Wenn ein Designstück in einem Museum steht, heisst das nicht, dass es Kunst ist. Es steht eben in einem Designmuseum oder in einer Designabteilung eines Kunstmuseums (z.B. MoMa, New York).
 
Design ist auf die Lösung konkreter Probleme ausgerichtet (Zitat Rolf Fehlbaum). Design verknüpft Form und Funktion. Kunst hat mit Funktion jedoch nur wenig zu tun. Ein Kunstwerk ist ein Kunstwerk und hat meistens keine andere Funktion. Nach dieser Definition wird ein Designstück zum Kunstwerk, wenn man ihm die Funktion entnimmt, was beim Sessel «Barcelona» eindeutig nicht der Fall ist, da man nachwievor sehr gut darauf sitzen kann.
 
Ist ein Stuhl ein Kunstwerk?
Nach meiner Definition wäre ein Stuhl erst ein Kunstwerk, wenn er ein Einzelstück ist und auch noch andere Aspekte der Kunstauffassung erfüllt.
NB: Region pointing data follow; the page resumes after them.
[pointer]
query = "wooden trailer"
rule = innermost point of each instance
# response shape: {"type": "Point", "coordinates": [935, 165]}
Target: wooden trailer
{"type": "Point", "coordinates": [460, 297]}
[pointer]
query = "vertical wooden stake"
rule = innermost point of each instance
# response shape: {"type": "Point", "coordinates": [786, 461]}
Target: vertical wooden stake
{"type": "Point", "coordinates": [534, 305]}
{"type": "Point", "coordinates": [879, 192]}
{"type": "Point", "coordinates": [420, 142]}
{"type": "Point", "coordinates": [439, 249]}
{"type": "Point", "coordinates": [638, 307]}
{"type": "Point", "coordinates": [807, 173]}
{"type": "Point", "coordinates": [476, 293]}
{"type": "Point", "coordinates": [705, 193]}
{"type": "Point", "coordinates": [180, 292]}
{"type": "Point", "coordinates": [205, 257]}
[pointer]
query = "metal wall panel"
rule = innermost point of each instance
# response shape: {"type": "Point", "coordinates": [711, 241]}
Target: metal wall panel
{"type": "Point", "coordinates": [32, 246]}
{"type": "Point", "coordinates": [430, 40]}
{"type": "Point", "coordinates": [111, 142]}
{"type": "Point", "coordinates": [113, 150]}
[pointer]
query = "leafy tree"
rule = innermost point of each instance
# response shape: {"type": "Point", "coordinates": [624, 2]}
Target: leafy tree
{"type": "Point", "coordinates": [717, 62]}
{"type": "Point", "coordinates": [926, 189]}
Allerdings bin ich bereit meine strikte Definition von Kunst und Design etwas aufzuweichen. Um beim Sessel «Barcelona» zu bleiben ist die Idee, der Entwurf mit seiner Einzigartigkeit, Unverwechselbarkeit, Nachhaltigkeit und Werthaltigkeit durchaus als Kunstwerk zu betrachten, was jedoch schwieriger verständlich ist und zu Missverständnissen führen kann. Der Entwurf ist das geistige Eigentum des Designers, beim Kunstwerk verhält es sich ebenso. Der Entwurf (die Zeichnung) ist Kunst, das Produkt, der Sessel ist Design.
 
Wann ist ein Stuhl Design?
Heute ist vieles Design oder wird als solches erklärt, weil es gut tönt und sich besser verkaufen lässt. Es gibt keine allgemeingültige Begriffsdefinition.
 
Der Sessel «Barcelona» zählt eindeutig zu den Designklassikern. Hierzu ein Zitat von Norbert Wild (Kurator Designsammlung, Museum für Gestaltung Zürich): Zum Designklassiker wird, was die kurzlebigen Trends überdauert, eine innovative Komponente aufweist, ästhetisch und funktional von hoher Qualität ist und sich im Laufe der Zeit ins «kollektive Gedächtnis» einprägt.
 
Nicht jeder Stuhl, obwohl er von jemanden entworfen wird, also ein Entwurf, eine Idee dahinter steckt, wird zu Design. Wie so oft im Leben spielen da noch ganz andere Faktoren mit. Ein Designer muss sich richtig verkaufen können, er muss die richtigen Leute kennen und er muss zur richtigen Zeit am richtigen Ort seine Entwürfe präsentieren können. Es nützt nichts, wenn der beste Entwurf niemand kennt und vor allem wenn Opinionleaders, Journalisten, Hersteller, Verkäufer nicht überzeugt werden können. Im Umkehrschluss kann man eigentlich auch nicht alles, was von einem bereits renommierten Designer stammt, als Design bezeichnen, sondern sollte jeweils auf seine Einzigartigkeit, Innovationskraft, Qualität und Werthaltigkeit geprüft werden.
 
Text zum Sessel «Barcelona» auf www.teojakob.ch
Ludwig Mies van der Rohe verstand sich als Architekt - die Entwürfe für seine Möbel dienten in erster Linie zur Einrichtung seiner Bauten und wurden in den Vorkriegsjahren nur in sehr kleinen Auflagen hergestellt. Zur Weltausstellung 1929 in Barcelona erhielt er von der Weimarer Regierung den Auftrag, einen repräsentativen Pavillon zu entwerfen. Mit diesem Pavillon schrieb Mies van der Rohe Architekturgeschichte. Erstmalig wurde das "Neue Bauen" einer wirklich großen Masse präsentiert. Aber auch mit der Inneneinrichtung schuf er Designgeschichte: Mit dem Sessel «Barcelona» entwarf er einen zeitlosen Möbelklassiker. Der Sessel wurde damals in kleiner Stückzahl und in einer sehr aufwendigen Fertigung von zwei deutschen Firmen gefertigt. Nach Mies van der Rohes Immigration in die USA geriet der Sessel fast in Vergessenheit - erst unter dem Einfluss von Florence Knoll (welche damals unter Mies van der Rohe studierte) wurde der Sessel von Knoll neu aufgelegt. Im Vergleich zur früheren Herstellung ersetzte Knoll das verchromte Bandstahl durch poliertes Edelstahl.